Ouverte en 2004, la galerie Michela Rizzo est devenue au fil du temps un point de référence dans le panorama artistique vénitien.
Une histoire de passionnée
Parler d’art avec Michela Rizzo fait partie des choses courantes, habituelles à Venise. Cela n’a pourtant pas toujours été le cas. C’est à 40 ans, après de longues années à travailler au sein de l’importante entreprise familiale dédiée au pain et aux produits alimentaires, qu’elle décide de tout quitter et de reprendre ses études de philosophie là où elle les avait laissées, vingt ans plus tôt. Une expérience enrichie par des rencontres qui lui ouvrent les portes d’un monde jusqu’alors inconnu, celui de l’art. Un coup de foudre pour cette passionnée qui n’avait jusqu’alors jamais pensé devenir actrice de ce secteur. Elle décide alors de « s’autoriser cette folie » et ouvre une petite galerie expérimentale de 27 m2. « En 2004, il n’existait pas à Venise des galeries mettant en avant une recherche radicale dont les fruits portent à un travail de haute qualité. J’ai voulu, de mon côté, privilégier cet aspect » explique Michela Rizzo. En 2007, durant la Biennale de Venise, elle organise en collaboration avec une galerie anglaise une exposition consacrée à Damien Hirst. Une opération qui remportera un grand succès et qui lui permettra d’investir les lieux d’un palais vénitien de 250 m2 en plein centre de la ville. Un événement qui donnera par-dessus tout « une vraie impulsion à la galerie« .
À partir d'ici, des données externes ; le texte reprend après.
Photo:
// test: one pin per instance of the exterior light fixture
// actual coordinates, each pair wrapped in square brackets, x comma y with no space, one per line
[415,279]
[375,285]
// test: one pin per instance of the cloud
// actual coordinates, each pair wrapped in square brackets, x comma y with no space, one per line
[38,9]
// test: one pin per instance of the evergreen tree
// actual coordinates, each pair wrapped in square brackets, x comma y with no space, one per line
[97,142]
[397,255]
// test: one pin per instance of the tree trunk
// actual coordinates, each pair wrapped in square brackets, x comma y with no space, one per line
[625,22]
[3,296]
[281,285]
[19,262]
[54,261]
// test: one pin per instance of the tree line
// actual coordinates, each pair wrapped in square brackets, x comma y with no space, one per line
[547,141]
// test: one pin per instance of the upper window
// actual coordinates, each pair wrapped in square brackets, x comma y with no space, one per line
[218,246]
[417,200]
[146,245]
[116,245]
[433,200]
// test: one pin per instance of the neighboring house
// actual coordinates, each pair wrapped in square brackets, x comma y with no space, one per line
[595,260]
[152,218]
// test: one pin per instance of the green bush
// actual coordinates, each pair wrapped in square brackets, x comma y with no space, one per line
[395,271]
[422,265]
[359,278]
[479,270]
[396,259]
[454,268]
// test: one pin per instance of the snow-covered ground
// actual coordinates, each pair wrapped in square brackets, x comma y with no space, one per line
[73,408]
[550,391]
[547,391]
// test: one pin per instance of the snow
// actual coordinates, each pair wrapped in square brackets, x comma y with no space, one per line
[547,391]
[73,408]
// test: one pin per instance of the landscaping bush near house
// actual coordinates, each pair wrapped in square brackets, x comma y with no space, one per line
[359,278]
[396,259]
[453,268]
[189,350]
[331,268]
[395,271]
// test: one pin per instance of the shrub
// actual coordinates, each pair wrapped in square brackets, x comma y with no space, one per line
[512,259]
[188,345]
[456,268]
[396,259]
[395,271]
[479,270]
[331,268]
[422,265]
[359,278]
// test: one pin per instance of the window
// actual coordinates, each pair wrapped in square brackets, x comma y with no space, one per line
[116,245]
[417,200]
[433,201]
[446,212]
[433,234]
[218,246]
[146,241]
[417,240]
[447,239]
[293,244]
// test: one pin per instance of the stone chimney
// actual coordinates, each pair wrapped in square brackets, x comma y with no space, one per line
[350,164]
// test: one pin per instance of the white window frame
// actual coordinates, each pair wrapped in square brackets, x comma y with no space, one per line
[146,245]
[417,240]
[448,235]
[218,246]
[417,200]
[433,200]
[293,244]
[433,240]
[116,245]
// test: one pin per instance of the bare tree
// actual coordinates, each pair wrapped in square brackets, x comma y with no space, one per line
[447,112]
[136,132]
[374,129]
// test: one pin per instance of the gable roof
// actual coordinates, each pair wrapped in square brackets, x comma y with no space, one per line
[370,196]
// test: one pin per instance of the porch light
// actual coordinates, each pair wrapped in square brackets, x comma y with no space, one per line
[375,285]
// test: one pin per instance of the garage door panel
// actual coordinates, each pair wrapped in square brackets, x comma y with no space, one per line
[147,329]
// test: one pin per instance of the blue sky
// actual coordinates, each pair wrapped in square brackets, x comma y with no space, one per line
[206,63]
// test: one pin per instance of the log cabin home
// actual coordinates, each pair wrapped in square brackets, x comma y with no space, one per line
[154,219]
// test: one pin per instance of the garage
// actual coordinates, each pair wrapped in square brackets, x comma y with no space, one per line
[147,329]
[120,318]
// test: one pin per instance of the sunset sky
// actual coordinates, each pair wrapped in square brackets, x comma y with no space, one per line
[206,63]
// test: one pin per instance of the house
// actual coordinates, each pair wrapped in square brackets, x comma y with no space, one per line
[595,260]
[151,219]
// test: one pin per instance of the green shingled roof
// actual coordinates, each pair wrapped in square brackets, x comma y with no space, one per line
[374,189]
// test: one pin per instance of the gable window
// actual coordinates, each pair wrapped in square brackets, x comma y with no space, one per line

Grands artistes et nouveaux talents
Aujourd’hui, plus de dix ans après, Michela Rizzo a su imposer son style et sa façon de travailler. Elle représente de nombreux artistes nationaux et internationaux dont Fabio Mauri, Roman Opalka, Vito Acconci, Antoni Muntadas ou encore Hamish Fulton. Au sein de sa galerie, les grands maîtres de l’art rencontrent les talents émergents. « Je tiens à représenter des artistes qui maintiennent une liberté, une indépendance de la pensée. Leurs œuvres doivent surgir d’une nécessité intrinsèque laissant peu de place aux lois du marché qui régissent aujourd’hui le monde de l’art. » Au fil des années, des collaborations l’ont particulièrement marquée. Celle notamment avec l’artiste français d’origine polonaise, pionnier de l’art conceptuel Roman Opalka. « Travailler avec lui fut un rêve devenu réalité. » Ou encore avec Hamish Fulton, père du Walking Art. « Chez lui la création artistique naît de la pratique intensive de la marche. C’est un artiste avec qui j’aime beaucoup travailler et qui m’a toujours enrichie » raconte-t-elle.
Exposition en cours
Chaque année, Michela Rizzo organise des expositions au sein de sa galerie en plus des collaborations avec les institutions culturelles. « J’ai toujours cherché à promouvoir les artistes au-delà de ma galerie. Par exemple, lors de la grande exposition de Lawrence Carroll en 2008 et celle de Tony Cragg à Ca’Pesaro en 2010. » Jusqu’au 9 septembre, au sein de son espace sur l’île de la Giudecca, Michela accueille la troisième exposition personnelle de l’artiste sicilien Aldo Runfola, organisée par Matteo Bergamini. Cultivé et raffiné, Runfola s’interroge, à travers la pratique artistique, sur l’être au monde de manière générale et sur l’être au monde de l’artiste, de manière plus spécifique. De là, naît une profonde réflexion, conduite dans les années, sur le système de l’art et ses dynamiques, souvent insuffisantes et velléitaires mais avec qui l’artiste est contraint de se comporter. Dans cette exposition, Runfola présente trois typologies de travail : Tâches ou Gouttes, Noms et Portraits. Travaux qui prennent leurs références dans la pensée philosophique et poétique plus que dans l’histoire des images et des mouvements artistiques. En démontre la série Portraits qui dévoile le visage de trois personnages ,dans une certaine mesure, chers à l’artiste : Nietzsche, Deleuze et Stingel. Leurs traits prennent vie grâce aux initiales de l’artiste, AR, brodées sur la toile. Des portraits pas moins que des autoportraits. Ou encore la série Noms où Aldo Runfola a dressé une liste totalement arbitraire d’artistes de succès sur un support en carton, sur lequel se démarque de manière ambiguë un scintillant lampadaire de cristal. Enfin, comme dernier travail, Aldo Runfola reproduit la séquence dans laquelle Tâches ou Gouttes sont les protagonistes, distribuées arbitrairement sur la toile, rappelant les dripping de Pollock et la peinture en général. Elles représentent d’un côté le pure hasard, de l’autre une gestualité non privée de tension que la technique ne réussit pas à élever.